The Census Bureau, in collaboration with the Department of Housing and Urban Development (HUD), recently released the Survey of Market Absorption (SOMA), which tracks apartment and condominium completions, absorption rates (the share of apartments/condos rented or purchased within the first 3 months after completion), and asking prices.
In the first quarter of 2017, completions of unfurnished, unsubsidized, privately financed apartments for rent in buildings with five or more units totaled to 61,000, up 10 percent from the first quarter of 2016 (55,100). Meanwhile, the absorption rate remained unchanged at 55 percent from the same period last year (Figure 1). The median asking rent was $1,498 with no significant difference from the asking rent of $1,456 in the first quarter of 2016.
Looking at the long term trend, the absorption rate has leveled off somewhat and completions started to come down from their 2015 peak. Although multifamily rentals remains robust, this marks the market converging to an equilibrium point.

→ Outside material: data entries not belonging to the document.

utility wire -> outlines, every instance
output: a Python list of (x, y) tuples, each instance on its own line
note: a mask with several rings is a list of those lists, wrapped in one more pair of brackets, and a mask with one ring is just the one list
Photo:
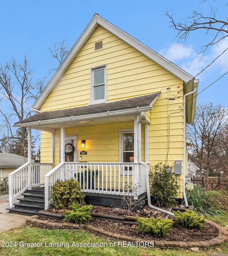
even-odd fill
[[(220, 77), (219, 77), (218, 79), (217, 79), (215, 81), (214, 81), (213, 83), (212, 83), (211, 84), (209, 84), (208, 86), (207, 86), (206, 88), (204, 88), (203, 90), (202, 90), (201, 92), (200, 92), (198, 93), (197, 93), (196, 96), (194, 96), (194, 97), (193, 97), (191, 99), (190, 99), (190, 100), (188, 100), (187, 102), (185, 103), (185, 104), (186, 104), (187, 102), (188, 102), (190, 100), (191, 100), (193, 98), (195, 98), (195, 97), (196, 97), (200, 93), (201, 93), (202, 92), (203, 92), (203, 91), (204, 91), (206, 89), (207, 89), (208, 87), (209, 87), (211, 85), (212, 85), (212, 84), (213, 84), (215, 83), (216, 83), (217, 81), (219, 80), (219, 79), (221, 79), (222, 78), (222, 77), (224, 77), (224, 75), (227, 74), (228, 73), (228, 71), (227, 72), (225, 73), (225, 74), (224, 74), (222, 75), (221, 75)], [(182, 105), (181, 107), (182, 107), (183, 105), (183, 104)]]
[[(222, 53), (221, 53), (221, 54), (219, 54), (217, 57), (212, 62), (211, 62), (206, 67), (205, 67), (203, 69), (202, 69), (200, 72), (199, 72), (199, 73), (198, 73), (197, 74), (197, 75), (196, 75), (195, 76), (195, 77), (197, 77), (197, 75), (198, 75), (200, 74), (201, 74), (202, 72), (203, 72), (203, 71), (204, 71), (204, 70), (206, 68), (208, 68), (209, 66), (210, 66), (212, 63), (213, 63), (214, 62), (214, 61), (215, 61), (218, 58), (219, 58), (221, 55), (222, 55), (222, 54), (223, 54), (223, 53), (224, 53), (227, 50), (228, 50), (228, 47), (227, 47), (227, 48), (226, 49), (225, 49), (222, 52)], [(187, 83), (184, 87), (183, 87), (183, 88), (182, 88), (182, 89), (181, 89), (181, 92), (182, 92), (182, 91), (184, 89), (184, 88), (189, 84), (189, 83), (190, 83), (191, 81), (192, 81), (192, 79), (191, 80), (190, 80)], [(207, 89), (207, 88), (205, 88), (205, 89)], [(177, 93), (177, 94), (176, 94), (174, 96), (174, 97), (173, 97), (173, 98), (175, 98), (175, 97), (176, 97), (178, 94), (179, 94), (180, 93), (179, 92), (178, 93)], [(180, 95), (179, 96), (178, 96), (178, 97), (177, 97), (177, 98), (178, 99), (178, 98), (180, 98), (180, 97), (181, 97), (181, 95)]]

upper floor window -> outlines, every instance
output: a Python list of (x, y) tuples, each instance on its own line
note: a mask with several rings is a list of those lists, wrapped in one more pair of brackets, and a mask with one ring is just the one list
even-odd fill
[(106, 65), (90, 69), (90, 103), (106, 101), (107, 70)]

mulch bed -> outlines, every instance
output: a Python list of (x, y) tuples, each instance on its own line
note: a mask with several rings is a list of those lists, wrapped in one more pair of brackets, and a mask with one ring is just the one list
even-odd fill
[[(64, 211), (62, 210), (56, 210), (53, 208), (47, 210), (46, 211), (59, 214), (64, 214)], [(117, 216), (136, 216), (138, 215), (140, 217), (149, 217), (152, 216), (155, 218), (160, 217), (164, 219), (168, 218), (173, 218), (172, 216), (160, 211), (151, 209), (148, 206), (145, 206), (140, 210), (131, 211), (119, 208), (93, 206), (91, 212)], [(54, 222), (64, 222), (62, 220), (54, 219), (42, 218), (42, 219)], [(119, 222), (101, 220), (93, 218), (91, 218), (88, 224), (112, 233), (152, 241), (159, 240), (176, 242), (205, 241), (212, 239), (218, 235), (218, 229), (208, 223), (206, 223), (203, 228), (199, 230), (188, 230), (182, 227), (174, 222), (171, 228), (170, 235), (164, 238), (155, 238), (146, 233), (137, 230), (136, 225), (123, 224)]]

In the first quarter of 2017, condominium completions stood at 3,700, up from the 3,000 that were built in the first quarter of 2016. The condominium absorption rate also increased, going from 65 percent in the first quarter of 2016, to 71 percent in first quarter of 2017 (Figure 2). The year-over-year growth in both completions and the absorption rate signals a strengthening condominium market.
Figure 3 shows the share of rental apartments in buildings with five or more units that are subsidized by a tax credit or by some other government program (HUD and USDA programs) as a share of total units completed in the first quarter of 2017. Eight percent of apartment completions were comprised of subsidized units (5,800 units). This is down from the first quarter of 2016: 10 percent of total units completed, or 6,400 units, were subsidized.
 Apartments subsidized by multifamily bonds not included in count.